Canção para um menino

Paulo Machado

Olhei-te, e o menino sorriu
Com o lado direito da boca.
Um sorriso só dele, só teu, só nosso.
Aquietei frêmito os desejos contidos,
E me fiz palhaço, rei e súdito no tempo do ontem,
Em ruas sem datas, em datas perdidas,
Só dele, só tuas, só nossas.
Deixei em cada abraço dado um todo do meu nada.
Solto e despido de mim corri para ti,
E tocamos as mãos imaginárias do menino,
Expulsando nas falas o verde do sonhar.
Éramos nus e sem formas,
Belos como os deuses, mágicos como as auroras,
As tardes de chuva, as noites de frio com letargia e sono.
Em simbiose mensuramos o velho,
Tocamos a cauda do presente, e com a luz néon das galáxias
As utopias nasceram, e as manhãs despertaram mágicas e suaves.

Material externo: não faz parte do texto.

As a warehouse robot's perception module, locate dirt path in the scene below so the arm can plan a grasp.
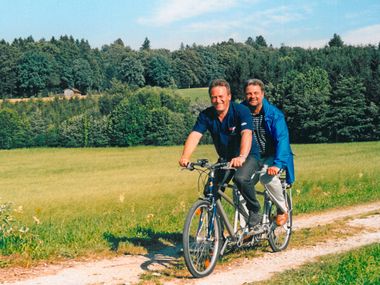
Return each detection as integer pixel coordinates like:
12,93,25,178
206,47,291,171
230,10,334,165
0,201,380,285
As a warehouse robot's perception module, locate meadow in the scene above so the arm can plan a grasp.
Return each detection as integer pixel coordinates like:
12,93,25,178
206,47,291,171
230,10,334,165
0,142,380,267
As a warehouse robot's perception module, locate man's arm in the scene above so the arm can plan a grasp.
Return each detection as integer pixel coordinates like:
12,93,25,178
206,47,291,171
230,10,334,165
179,131,202,167
231,129,252,167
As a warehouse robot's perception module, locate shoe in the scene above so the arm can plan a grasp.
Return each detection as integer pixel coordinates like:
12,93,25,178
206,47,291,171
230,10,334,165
248,211,261,229
276,212,288,227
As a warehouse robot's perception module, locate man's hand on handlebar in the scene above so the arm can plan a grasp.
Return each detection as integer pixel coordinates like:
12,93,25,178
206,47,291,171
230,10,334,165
178,157,190,167
230,156,246,168
267,166,280,176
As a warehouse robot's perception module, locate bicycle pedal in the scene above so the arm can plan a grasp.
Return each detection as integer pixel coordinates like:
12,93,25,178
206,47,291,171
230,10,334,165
247,225,265,236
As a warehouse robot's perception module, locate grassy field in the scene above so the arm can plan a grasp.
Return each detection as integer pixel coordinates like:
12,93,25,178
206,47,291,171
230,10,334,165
0,142,380,266
176,87,210,103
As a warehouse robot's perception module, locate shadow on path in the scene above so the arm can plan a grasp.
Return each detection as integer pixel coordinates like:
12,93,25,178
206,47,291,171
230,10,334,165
103,227,182,272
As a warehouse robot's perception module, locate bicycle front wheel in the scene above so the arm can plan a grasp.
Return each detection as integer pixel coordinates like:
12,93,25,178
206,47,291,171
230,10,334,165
269,192,293,252
183,200,221,278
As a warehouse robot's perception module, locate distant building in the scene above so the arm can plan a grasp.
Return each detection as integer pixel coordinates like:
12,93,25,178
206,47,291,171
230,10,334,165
63,88,82,97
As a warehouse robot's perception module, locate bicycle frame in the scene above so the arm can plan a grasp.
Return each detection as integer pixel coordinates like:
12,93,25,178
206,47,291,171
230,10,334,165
183,159,292,277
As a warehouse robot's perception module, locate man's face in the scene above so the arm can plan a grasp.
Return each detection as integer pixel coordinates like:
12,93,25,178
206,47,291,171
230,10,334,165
210,86,231,113
245,85,264,107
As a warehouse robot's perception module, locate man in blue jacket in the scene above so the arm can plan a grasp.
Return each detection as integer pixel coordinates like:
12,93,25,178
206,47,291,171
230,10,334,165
179,79,260,228
242,79,294,226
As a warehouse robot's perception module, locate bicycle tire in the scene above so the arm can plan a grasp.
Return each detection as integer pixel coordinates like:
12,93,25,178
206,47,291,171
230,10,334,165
268,192,293,252
183,200,222,278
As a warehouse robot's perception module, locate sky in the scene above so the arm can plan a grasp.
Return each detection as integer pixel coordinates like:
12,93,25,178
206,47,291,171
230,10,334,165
0,0,380,51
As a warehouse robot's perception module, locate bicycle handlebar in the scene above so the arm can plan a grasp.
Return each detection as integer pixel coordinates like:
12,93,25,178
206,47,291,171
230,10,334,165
185,159,236,171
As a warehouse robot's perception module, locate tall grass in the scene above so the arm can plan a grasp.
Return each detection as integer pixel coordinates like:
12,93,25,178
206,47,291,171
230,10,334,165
0,142,380,266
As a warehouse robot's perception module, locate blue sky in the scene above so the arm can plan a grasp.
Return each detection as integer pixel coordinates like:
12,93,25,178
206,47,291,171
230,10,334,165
0,0,380,50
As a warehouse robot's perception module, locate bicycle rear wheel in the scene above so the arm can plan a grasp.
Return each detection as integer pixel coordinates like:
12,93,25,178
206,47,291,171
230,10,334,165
268,192,293,252
183,200,221,278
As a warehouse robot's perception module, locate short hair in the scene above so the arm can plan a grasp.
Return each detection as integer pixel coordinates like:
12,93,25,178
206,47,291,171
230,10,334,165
208,79,231,96
244,78,265,91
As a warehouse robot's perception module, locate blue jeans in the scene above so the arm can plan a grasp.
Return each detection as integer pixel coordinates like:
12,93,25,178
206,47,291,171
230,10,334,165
215,155,260,213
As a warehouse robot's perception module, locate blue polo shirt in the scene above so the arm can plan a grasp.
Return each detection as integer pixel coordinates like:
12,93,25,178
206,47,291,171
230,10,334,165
193,102,260,161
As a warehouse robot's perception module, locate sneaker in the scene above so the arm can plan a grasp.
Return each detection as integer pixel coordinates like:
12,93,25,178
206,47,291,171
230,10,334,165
276,212,288,227
248,211,261,229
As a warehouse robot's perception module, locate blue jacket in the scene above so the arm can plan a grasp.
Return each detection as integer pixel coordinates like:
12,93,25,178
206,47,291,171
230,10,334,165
242,98,295,184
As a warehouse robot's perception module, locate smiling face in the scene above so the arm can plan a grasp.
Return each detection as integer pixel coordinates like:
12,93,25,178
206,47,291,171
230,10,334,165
245,85,264,110
210,86,231,114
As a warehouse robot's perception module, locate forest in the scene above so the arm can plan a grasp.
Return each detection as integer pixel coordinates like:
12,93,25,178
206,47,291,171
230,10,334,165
0,34,380,148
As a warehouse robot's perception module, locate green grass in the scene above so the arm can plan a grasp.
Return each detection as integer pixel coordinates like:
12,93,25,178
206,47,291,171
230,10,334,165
0,142,380,266
253,244,380,285
176,87,210,103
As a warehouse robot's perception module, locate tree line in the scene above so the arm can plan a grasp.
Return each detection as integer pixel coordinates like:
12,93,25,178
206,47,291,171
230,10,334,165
0,34,380,144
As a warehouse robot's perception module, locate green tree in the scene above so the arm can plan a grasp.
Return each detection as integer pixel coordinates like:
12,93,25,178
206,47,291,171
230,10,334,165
73,58,94,94
17,50,56,97
140,37,150,50
0,109,29,149
120,55,145,87
146,54,175,87
255,35,268,47
329,34,343,47
328,76,377,142
277,68,331,142
0,41,20,98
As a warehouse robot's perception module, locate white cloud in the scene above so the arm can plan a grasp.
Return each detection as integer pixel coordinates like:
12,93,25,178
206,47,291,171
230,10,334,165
257,6,309,24
285,24,380,48
341,24,380,45
185,20,241,33
138,0,237,26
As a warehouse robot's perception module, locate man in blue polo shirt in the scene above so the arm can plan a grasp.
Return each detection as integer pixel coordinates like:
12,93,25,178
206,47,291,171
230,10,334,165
179,79,260,227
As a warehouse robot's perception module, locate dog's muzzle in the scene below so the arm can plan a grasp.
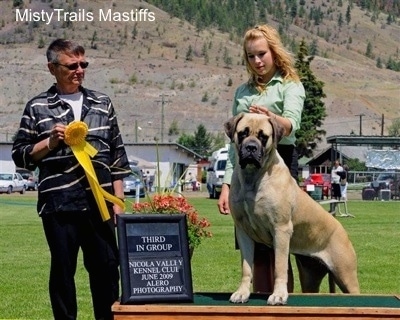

No universo do menino , fizemo-nos amantes
Numa terra sem códigos e leis, onde é permitido o blefe,
E a censura jaz num sepulcro à beira da estrada.
E os nossos corpos mornos pelos desejos
Pediram carícias, enlevos, enleios…
Cansados em nós,
Olhamos o menino adormecer na estrela recém-nascida
E refeita na explosão de vida
Parida por mim, por ti, por nós..
Deixamo-nos adormecer num tempo sem hoje, sem ontem e amanhã,
Sobrevivendo na poesia do menino carente que dorme em cada um de nós.